Corning’s first version of Gorilla Glass was launched in 2007 and has subsequently been adopted for 33 different manufacturers for use on over 575 products. Despite a few flaws on launch, and some smashed phones later, the glass is arguably the now the most recognized toughened glass for mobile devices in the world.
So, how is Gorilla Glass made? Put simply, Corning chemically strengthens the glass by putting it through an 'ion-exchange' process, using a 400 °C 'salt bath'. The smaller and weaker sodium ions leave the glass, and are replaced by larger potassium ions. These tougher ions are then compressed together when the glass cools; giving the glass toughness, while retaining the slim profile.
Corning is not without its rivals within this space, however, with Japan’s Asahi Glass offering its toughened Dragontail glass, believed to be used by Apple for the iPad 2 and Samsung for the Galaxy Nexus, according to researchers.
Despite all of this acclaim, Corning, Gorilla Glass and the glass industry as a whole remain something of an undervalued commodity in the consumer electronics industry. Toughened glass seems to be expected on most mobile devices, while the intricate process of moving glass between clean rooms (an essential process in a bid to avoid foreign objects) is a skill that has been overlooked by the world’s media. Perhaps it is because toughened-class simply isn’t sexy enough for consumers or the respective press members.
For now, Corning looks set to focus on promoting Gorilla Glass 2, but the company has even bigger plans for toughened glass in the future.
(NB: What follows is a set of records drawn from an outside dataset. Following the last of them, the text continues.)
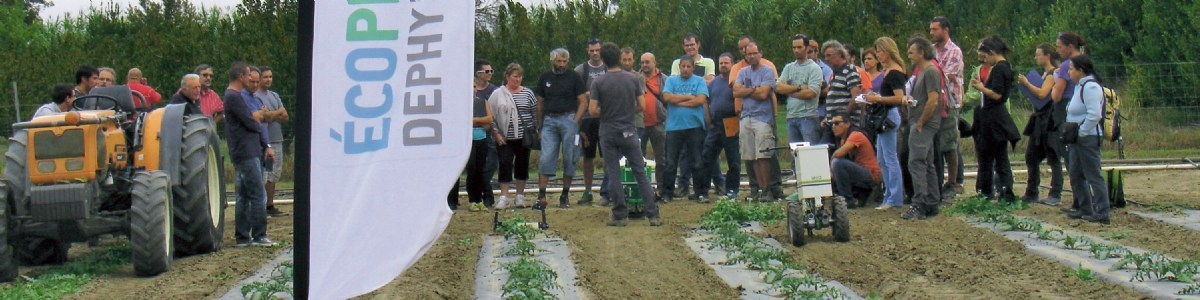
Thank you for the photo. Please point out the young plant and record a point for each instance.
(1081, 274)
(529, 279)
(280, 282)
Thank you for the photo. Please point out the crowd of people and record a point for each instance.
(893, 123)
(252, 117)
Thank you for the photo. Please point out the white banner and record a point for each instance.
(390, 133)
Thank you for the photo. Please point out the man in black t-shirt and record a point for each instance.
(561, 103)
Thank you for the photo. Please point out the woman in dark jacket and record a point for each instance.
(994, 129)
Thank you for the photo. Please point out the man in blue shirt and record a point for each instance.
(755, 85)
(721, 137)
(687, 119)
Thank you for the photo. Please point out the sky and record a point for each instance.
(75, 6)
The group is believed to be working on smash-proof handsets, and is also looking to branch out into several news sectors.
"We have a futures group that looks at architecture, appliances and automotive," said James Hollis, director of Gorilla Glass worldwide sales, when speaking to the BBC at CES this week.
"We do have some collaboration going on with auto manufacturers as well to investigate if we can bring that toughness and the ability to design things thinner, lighter and so better fuel efficiency as a potential benefit for auto manufacturers."
Corning itself even introduced an 82-inch touch-screen display with Gorilla Glass 2 at this week’s CES, at the booth of Perceptive Pixel.